We at “Trust, but Verify” have started a Facebook Group to get the word out today. Feel free to join and please invite all those who want a New Leadership, Big Ideas, and Conservative Roots. Join HERE.
To leave you with some hope of change, Katherine Kersten from the Minneapolis Star-Tribune:
Over the years, America has experienced countless zigs and zags in economic and social policy, but has repeatedly proven its ability to right itself and avoid long-term damage. When liberal politicians in power over-reach, as they usually do, we can count on common sense to provide a corrective.
Take the 1930s, when the nation — buffeted by the Depression — seemed ripe for a lurch toward socialism. Franklin Roosevelt’s “New Deal” strategy for recovery was grounded in a vision of big government as savior.

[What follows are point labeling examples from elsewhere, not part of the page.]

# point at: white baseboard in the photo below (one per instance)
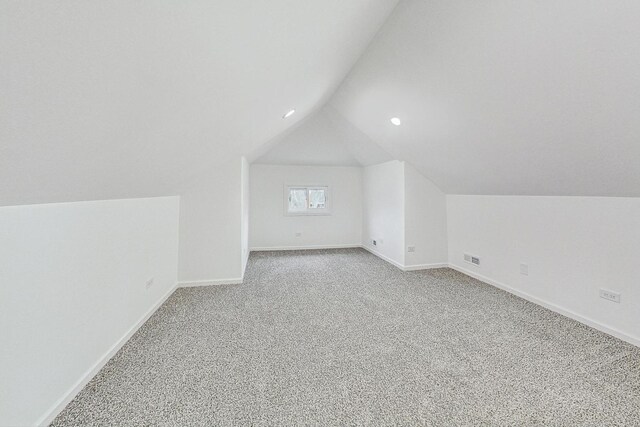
(210, 282)
(425, 266)
(57, 407)
(402, 267)
(553, 307)
(383, 257)
(302, 248)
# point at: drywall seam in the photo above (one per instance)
(57, 407)
(553, 307)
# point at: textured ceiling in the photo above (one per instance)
(506, 97)
(126, 99)
(324, 138)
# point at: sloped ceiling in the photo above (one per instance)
(506, 97)
(323, 139)
(109, 99)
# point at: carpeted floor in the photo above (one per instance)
(340, 337)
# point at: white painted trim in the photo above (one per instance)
(553, 307)
(425, 266)
(302, 248)
(57, 407)
(210, 282)
(384, 257)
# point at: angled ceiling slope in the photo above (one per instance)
(506, 97)
(125, 99)
(323, 139)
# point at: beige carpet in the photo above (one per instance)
(340, 337)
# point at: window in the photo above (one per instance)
(306, 200)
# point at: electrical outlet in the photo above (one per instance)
(610, 295)
(472, 259)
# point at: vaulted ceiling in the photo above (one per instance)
(127, 99)
(110, 99)
(506, 97)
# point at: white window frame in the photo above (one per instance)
(309, 212)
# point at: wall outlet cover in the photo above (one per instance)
(610, 295)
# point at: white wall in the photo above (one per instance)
(72, 284)
(244, 212)
(573, 245)
(271, 228)
(425, 220)
(210, 226)
(383, 210)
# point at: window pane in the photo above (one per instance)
(297, 199)
(317, 198)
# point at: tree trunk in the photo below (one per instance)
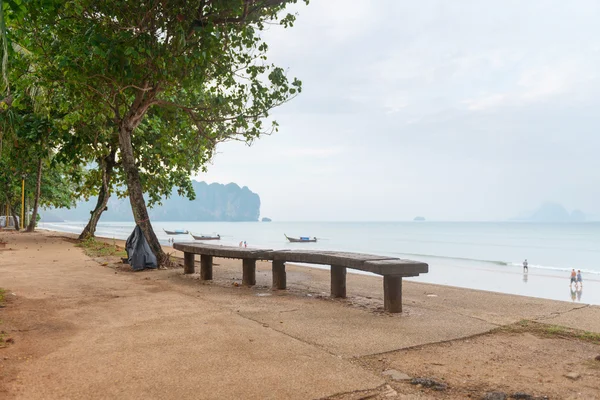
(36, 201)
(134, 184)
(107, 165)
(15, 219)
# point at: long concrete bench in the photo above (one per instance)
(392, 269)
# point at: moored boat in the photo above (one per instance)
(176, 232)
(301, 239)
(204, 237)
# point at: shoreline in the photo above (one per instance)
(67, 314)
(537, 283)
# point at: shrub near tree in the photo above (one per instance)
(200, 65)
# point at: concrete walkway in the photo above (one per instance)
(84, 330)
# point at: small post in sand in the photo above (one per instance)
(392, 293)
(188, 263)
(249, 273)
(338, 281)
(279, 278)
(205, 267)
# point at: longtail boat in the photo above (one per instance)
(204, 237)
(301, 239)
(176, 232)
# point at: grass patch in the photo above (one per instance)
(545, 330)
(95, 248)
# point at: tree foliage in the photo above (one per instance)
(161, 82)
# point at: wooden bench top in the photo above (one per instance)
(382, 265)
(224, 251)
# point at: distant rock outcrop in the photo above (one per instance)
(214, 202)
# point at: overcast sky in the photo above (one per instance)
(454, 110)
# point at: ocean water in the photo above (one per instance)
(478, 255)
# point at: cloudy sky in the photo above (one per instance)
(454, 110)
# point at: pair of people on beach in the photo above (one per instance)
(576, 278)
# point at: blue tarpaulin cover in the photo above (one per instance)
(139, 253)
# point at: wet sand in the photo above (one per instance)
(91, 328)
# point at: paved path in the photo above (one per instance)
(88, 331)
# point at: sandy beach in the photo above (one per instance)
(75, 326)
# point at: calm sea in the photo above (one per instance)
(479, 255)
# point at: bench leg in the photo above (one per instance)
(392, 293)
(205, 267)
(338, 281)
(249, 274)
(279, 281)
(188, 263)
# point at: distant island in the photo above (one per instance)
(553, 212)
(214, 202)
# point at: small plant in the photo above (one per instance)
(95, 248)
(546, 330)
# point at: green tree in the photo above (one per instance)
(200, 65)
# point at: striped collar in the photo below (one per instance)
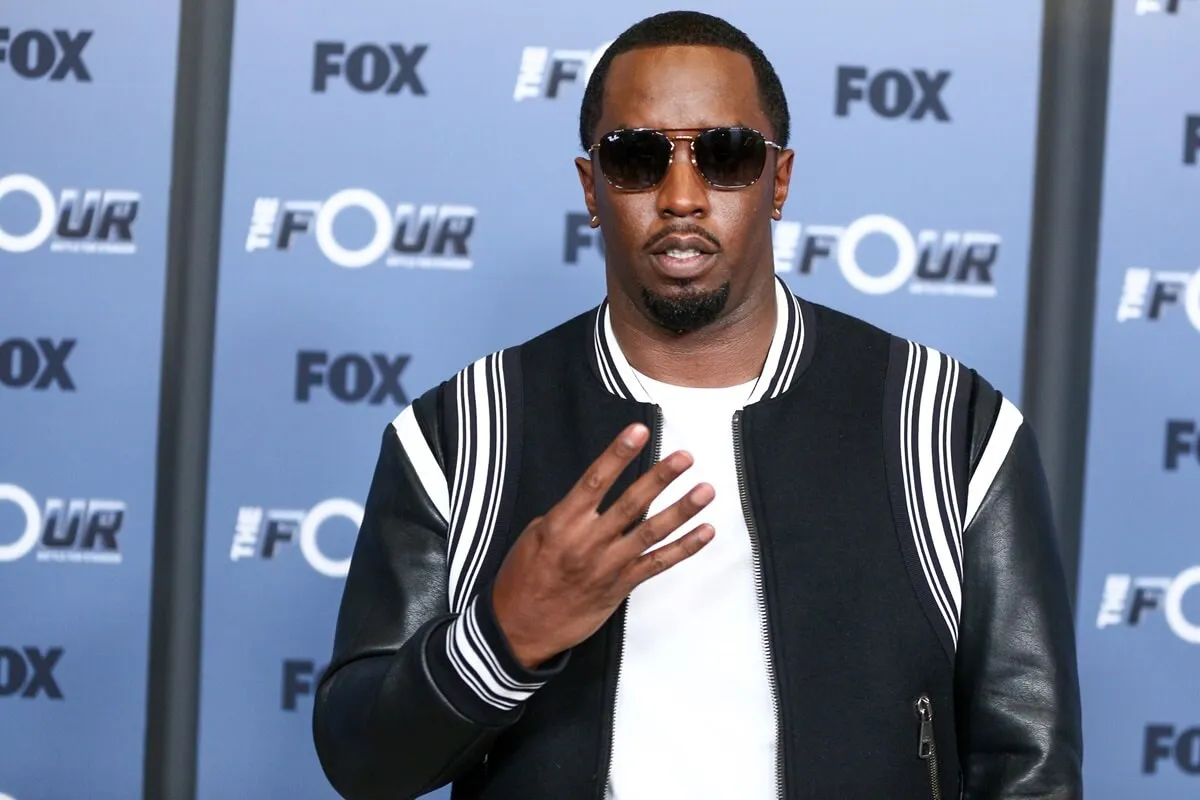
(791, 350)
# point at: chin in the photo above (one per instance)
(684, 305)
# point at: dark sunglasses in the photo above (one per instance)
(639, 158)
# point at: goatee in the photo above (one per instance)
(682, 312)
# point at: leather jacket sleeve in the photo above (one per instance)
(1017, 683)
(414, 695)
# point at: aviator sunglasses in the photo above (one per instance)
(639, 158)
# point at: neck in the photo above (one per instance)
(726, 353)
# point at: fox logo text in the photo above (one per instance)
(1192, 139)
(369, 67)
(78, 221)
(1149, 294)
(300, 678)
(426, 236)
(1127, 599)
(1165, 743)
(1157, 6)
(28, 673)
(63, 530)
(36, 365)
(580, 235)
(352, 378)
(1182, 440)
(893, 94)
(544, 71)
(54, 55)
(951, 262)
(262, 531)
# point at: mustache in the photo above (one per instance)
(685, 229)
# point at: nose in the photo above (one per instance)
(683, 192)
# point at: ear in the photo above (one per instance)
(783, 180)
(587, 180)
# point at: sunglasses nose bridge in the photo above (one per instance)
(683, 194)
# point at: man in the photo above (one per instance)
(707, 540)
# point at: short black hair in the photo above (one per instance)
(687, 28)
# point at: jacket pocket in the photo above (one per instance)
(928, 745)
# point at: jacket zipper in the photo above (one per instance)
(928, 746)
(756, 552)
(603, 785)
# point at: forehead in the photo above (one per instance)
(681, 88)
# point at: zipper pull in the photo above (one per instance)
(925, 710)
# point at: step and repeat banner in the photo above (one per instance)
(1139, 588)
(87, 92)
(401, 199)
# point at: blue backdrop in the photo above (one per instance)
(1139, 590)
(87, 95)
(401, 199)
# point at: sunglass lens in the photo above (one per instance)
(731, 157)
(635, 160)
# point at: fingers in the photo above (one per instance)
(637, 498)
(666, 557)
(587, 493)
(664, 523)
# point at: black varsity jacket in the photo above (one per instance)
(913, 606)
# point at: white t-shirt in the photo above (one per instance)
(694, 717)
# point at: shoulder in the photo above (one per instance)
(923, 379)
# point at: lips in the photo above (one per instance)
(682, 257)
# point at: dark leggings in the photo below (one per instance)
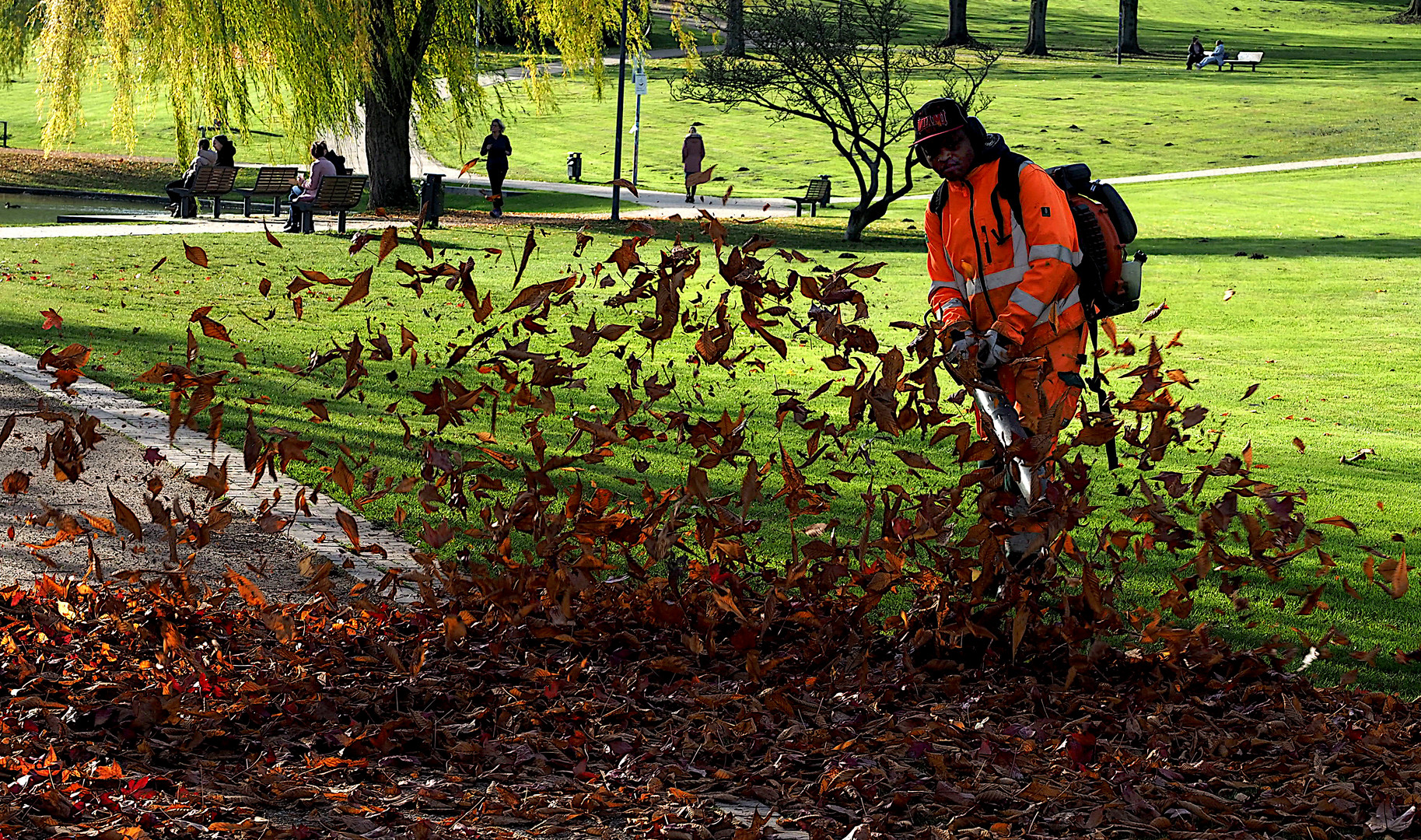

The New Deal’s centerpiece was the National Industrial Recovery Act (NIRA), which became law in June 1933. Roosevelt lauded the act as “the most important and far-reaching legislation ever enacted by the American Congress.”
The NIRA created a vast new bureaucracy to micro-manage the economy. Across the country, planners divided up markets — and set prices, wages and production quotas or rules — in sectors ranging from the steel industry to Mom and Pop grocery stores. Six months after the act’s passage, the burdensome industrial “codes” it sanctioned already covered 60 percent of American workers.
An anxious nation initially cheered Roosevelt’s plan. But the president and his “wise men” had overreached, as soon became clear. The NIRA raised prices, slowed recovery and stoked widespread resentment. By late 1934, many of Roosevelt’s staunchest Democratic allies were denouncing it. The act stood no chance of reauthorization, and in 1935 the U.S. Supreme Court declared it unconstitutional.
Roosevelt’s grand plan failed to pull the nation out of the Depression. Nevertheless, in the 1940s and ’50s, America’s political class assumed that some form of state-controlled economy was inevitable, both here and in Europe. Republicans — led by a pliant Dwight D. Eisenhower — did little to resist its march.
Then, in the mid-1950s, an intellectual insurgency spearheaded by Buckley dared to speak truth to power. Buckley took on “a vast, complacent and apparently immovable status quo,” according to his colleague John O’Sullivan. He used a wry smile, a capacious intellect and an “emperor has no clothes” attitude to challenge an entrenched liberal orthodoxy.
Buckley brought together a remarkable collection of thinkers who laid the philosophical groundwork for the modern conservative movement. Once it gained political momentum, it gave birth to the Reagan Revolution — and an era of low taxes, free trade, enhanced competition and remarkable prosperity.
Yet conservative control didn’t last forever. In 1992, the Left enjoyed a new burst of optimism when Bill Clinton took office and promptly proposed a massive government takeover of America’s health care system. Once again, “big government” overreach provoked a reaction. In 1994, Republicans swept the U.S. House of Representatives.
Clinton spent his next six years in office accommodating his policies to America’s free market vision. Under him, Reagan’s legacy became entrenched in initiatives ranging from welfare reform to NAFTA.
We’ve just elected a Democratic Congress and a president whom the non-partisan National Journal has named as America’s “most liberal senator.” We can expect them to overreach, as their predecessors did. And in today’s global economy, the harmful consequences of economic missteps will likely become apparent far more quickly than in the past.
It’s time for conservatives to mount a new insurgency. That insurgency will proclaim that economic policies focused on wealth redistribution, rather than wealth creation, cannot produce prosperity. It will remind Americans that, despite their vague promises of “hope” and “change,” big-government enthusiasts are sooner or later revealed as emperors who have no clothes.